Why I love Anxiety from Inside Out 2!

* contains spoilers if you have not seen the film. 

In my opinion, Anxiety is not the villain of Inside Out 2. Anxiety is relatable. Anxiety is trying to protect Riley just as much as all the other emotions. Anxiety is a needed member of headquarters!

 Anxiety can be healthy. It is crucial that we have a little anxiety when crossing the road. This keeps us safe. Anxiety has the ability to save us when we wonder about eating an unknown plant in the forest. As long as anxiety remains a part of the healthy balanced team and doesn’t dominate headquarters, we benefit from having them on side. 

Anxiety says her job is to keep Riley safe by planning for the future. You will notice in the pillow fort scene before Riley’s big match, Anxiety demands all hands on deck to come up with every eventuality that could possibly happen so that she can be prepared and plan against it. To some extent a contingency plan can be useful, but to cover every eventuality is unrealistic, unhelpful, exhausting and unsustainable. This is where Anxiety dominating headquarters tips the balance and becomes unhealthy. 

I love the fact that the parts have to help each other. Once Anxiety is understood by Riley‘s other emotions, they realise that they can help. When Anxiety becomes overwhelmed, the others encourage her to relax, have a cup of tea, sit in a massage chair and light a candle. All parts need some self compassion from time to time and all parts need each other.

 Another moment I appreciated is when Joy casually says at the beginning of the movie to Sadness ‘where I go you go.’ This is a nod from the first movie where Joy has to learn that Sadness too is a part of Reilly‘s emotions and needed. When Riley‘s parents drive off after dropping her to camp, Joy lets Sadness take the controls and Riley begins to cry. There is a beautiful moment where Joy says that Sadness is the one that’s needed and can linger a little longer. This shows real maturity and that all the parts accept each other and know which emotion needs to be held and felt in that moment. 

My favourite part of the movie is towards the end when Joy gently highlights to Anxiety that the things she is worried about are not going to happen today and she cannot control the future; but Anxiety still has a valid job to do.
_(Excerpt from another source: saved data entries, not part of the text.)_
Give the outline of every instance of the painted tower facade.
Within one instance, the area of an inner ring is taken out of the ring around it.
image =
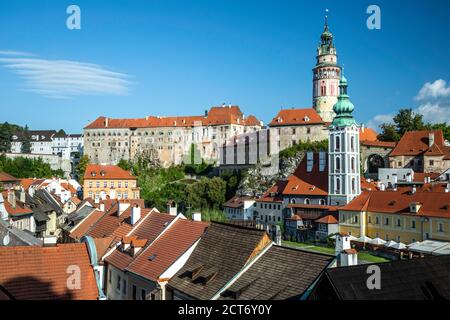
[[[329,204],[336,206],[346,205],[361,193],[359,126],[352,116],[354,106],[347,95],[344,76],[339,89],[328,144]]]
[[[328,29],[327,17],[316,59],[313,69],[313,107],[325,122],[331,122],[334,118],[333,106],[339,95],[341,68],[337,64],[336,47],[333,34]]]

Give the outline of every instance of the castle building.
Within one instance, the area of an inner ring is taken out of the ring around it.
[[[334,117],[333,106],[339,95],[341,68],[337,64],[336,47],[333,34],[328,29],[327,18],[316,59],[317,63],[313,68],[313,107],[323,121],[331,122]]]
[[[187,156],[194,158],[194,163],[202,159],[216,163],[226,139],[261,127],[261,121],[232,105],[212,107],[204,116],[99,117],[84,128],[84,151],[98,164],[132,160],[149,149],[156,151],[163,166],[186,163]]]
[[[342,76],[340,94],[333,106],[336,116],[330,125],[328,144],[328,194],[330,205],[345,205],[361,193],[359,126],[352,116],[353,104]]]

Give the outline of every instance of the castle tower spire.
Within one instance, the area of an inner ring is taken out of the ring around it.
[[[346,205],[361,193],[359,126],[353,118],[355,109],[347,93],[347,79],[342,75],[339,97],[329,127],[328,195],[330,205]]]
[[[340,67],[337,64],[333,34],[328,27],[328,15],[325,16],[320,40],[316,66],[313,68],[313,107],[325,122],[331,122],[334,117],[333,105],[339,94]]]

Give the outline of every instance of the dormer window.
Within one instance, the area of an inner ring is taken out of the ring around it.
[[[308,116],[305,116],[305,117],[303,118],[303,121],[309,122],[309,117],[308,117]]]

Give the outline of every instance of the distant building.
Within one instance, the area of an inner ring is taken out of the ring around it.
[[[162,165],[184,160],[217,163],[226,139],[259,130],[262,123],[238,106],[212,107],[203,116],[147,116],[139,119],[99,117],[84,128],[85,154],[93,163],[117,164],[154,148]],[[194,145],[194,148],[192,148]]]
[[[364,191],[339,208],[339,231],[355,237],[413,243],[450,241],[450,193],[445,183]]]
[[[0,188],[17,189],[20,188],[20,179],[13,177],[6,172],[0,172]]]
[[[443,172],[450,168],[450,146],[442,130],[408,131],[389,154],[391,168]]]
[[[99,199],[139,199],[137,178],[114,165],[89,164],[84,173],[83,197]]]
[[[254,220],[254,204],[253,197],[234,196],[223,204],[223,210],[228,220]]]

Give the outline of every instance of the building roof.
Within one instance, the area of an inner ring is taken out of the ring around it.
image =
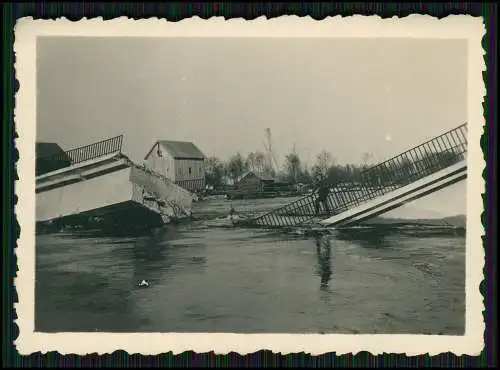
[[[71,160],[66,152],[56,143],[44,143],[37,142],[36,143],[36,158],[40,159],[55,159],[54,157],[58,156],[59,160]]]
[[[205,159],[205,155],[201,150],[188,141],[158,140],[156,144],[159,144],[164,150],[169,152],[174,159]],[[151,148],[145,158],[151,154],[153,148]]]

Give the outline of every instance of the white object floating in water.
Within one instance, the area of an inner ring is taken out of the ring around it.
[[[143,280],[139,283],[139,286],[140,287],[148,287],[149,286],[149,283],[146,281],[146,280]]]

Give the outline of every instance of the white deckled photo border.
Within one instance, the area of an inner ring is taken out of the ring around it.
[[[19,353],[58,351],[61,354],[105,354],[124,350],[130,354],[155,355],[172,351],[216,354],[253,353],[272,350],[288,354],[306,352],[406,353],[408,356],[452,352],[478,355],[484,346],[485,323],[483,281],[485,255],[481,224],[485,189],[482,172],[486,165],[480,147],[484,130],[483,99],[486,94],[482,72],[486,70],[481,41],[485,35],[483,19],[453,15],[443,19],[426,15],[382,19],[378,16],[329,17],[321,21],[311,17],[261,17],[252,21],[203,20],[199,17],[180,22],[151,18],[126,17],[104,21],[102,18],[72,22],[19,19],[15,27],[15,73],[19,90],[15,103],[16,164],[19,180],[15,182],[18,203],[15,213],[20,225],[16,255],[19,271],[15,304]],[[340,334],[221,334],[221,333],[41,333],[34,331],[35,316],[35,141],[36,141],[36,44],[38,36],[79,37],[311,37],[311,38],[427,38],[468,40],[468,177],[466,235],[466,326],[463,336],[445,335],[340,335]]]

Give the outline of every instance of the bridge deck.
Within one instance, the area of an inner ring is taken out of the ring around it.
[[[356,224],[367,218],[397,208],[411,200],[421,198],[431,192],[452,185],[466,177],[467,163],[466,161],[461,161],[421,180],[322,220],[320,224],[324,226],[348,226]]]
[[[138,204],[155,213],[191,213],[192,194],[121,153],[122,136],[65,152],[71,164],[36,177],[37,222]],[[57,160],[58,156],[52,159]],[[133,205],[133,207],[135,207]]]

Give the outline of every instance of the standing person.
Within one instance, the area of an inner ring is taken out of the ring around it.
[[[330,213],[330,207],[328,206],[328,194],[330,194],[330,189],[328,188],[328,183],[324,179],[319,180],[317,192],[318,196],[314,201],[316,214],[320,213],[319,209],[320,204],[323,204],[323,208],[326,213]]]

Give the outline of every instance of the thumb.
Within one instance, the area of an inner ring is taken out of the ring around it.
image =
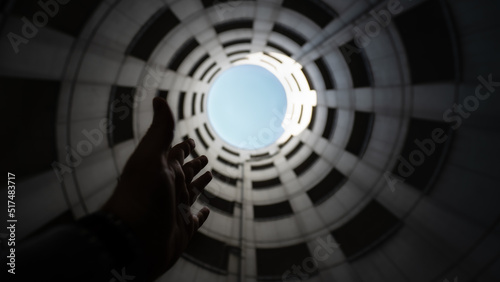
[[[167,101],[160,97],[153,99],[153,122],[144,135],[140,146],[162,152],[167,150],[174,138],[174,116]]]

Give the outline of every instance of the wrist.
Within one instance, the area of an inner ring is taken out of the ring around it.
[[[91,242],[100,242],[106,248],[117,269],[133,264],[140,257],[137,236],[112,213],[98,211],[80,219],[77,224],[88,231]]]

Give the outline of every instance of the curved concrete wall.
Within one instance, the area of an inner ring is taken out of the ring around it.
[[[14,2],[0,91],[30,207],[19,236],[97,210],[162,96],[174,141],[193,138],[215,178],[195,204],[208,221],[160,281],[500,279],[498,3]],[[206,101],[250,61],[285,64],[311,121],[242,151]]]

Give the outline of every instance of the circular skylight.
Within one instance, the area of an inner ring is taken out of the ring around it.
[[[221,73],[207,98],[213,129],[228,144],[245,150],[269,146],[283,134],[286,108],[280,80],[256,65],[234,66]]]

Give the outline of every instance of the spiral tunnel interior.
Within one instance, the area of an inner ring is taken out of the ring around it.
[[[18,236],[96,211],[160,96],[214,179],[159,281],[500,280],[499,2],[40,3],[0,5]],[[285,89],[271,145],[209,122],[210,87],[239,65]]]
Riley has a Spanish test the following day and it is Anxiety who is the only one that has remembered the things she needs to remember. It is Anxiety that has caused Riley to revise and study. This is a helpful part of the emotion. It is at this moment that all the emotions and Anxiety herself, realise her value and that she is an asset, not an emotion to be scared of and banished. In the words of Richard Schwartz all parts are welcome and wish to protect.**

** Schwartz, R. (2021) No Bad Parts. Colorado: Sounds True.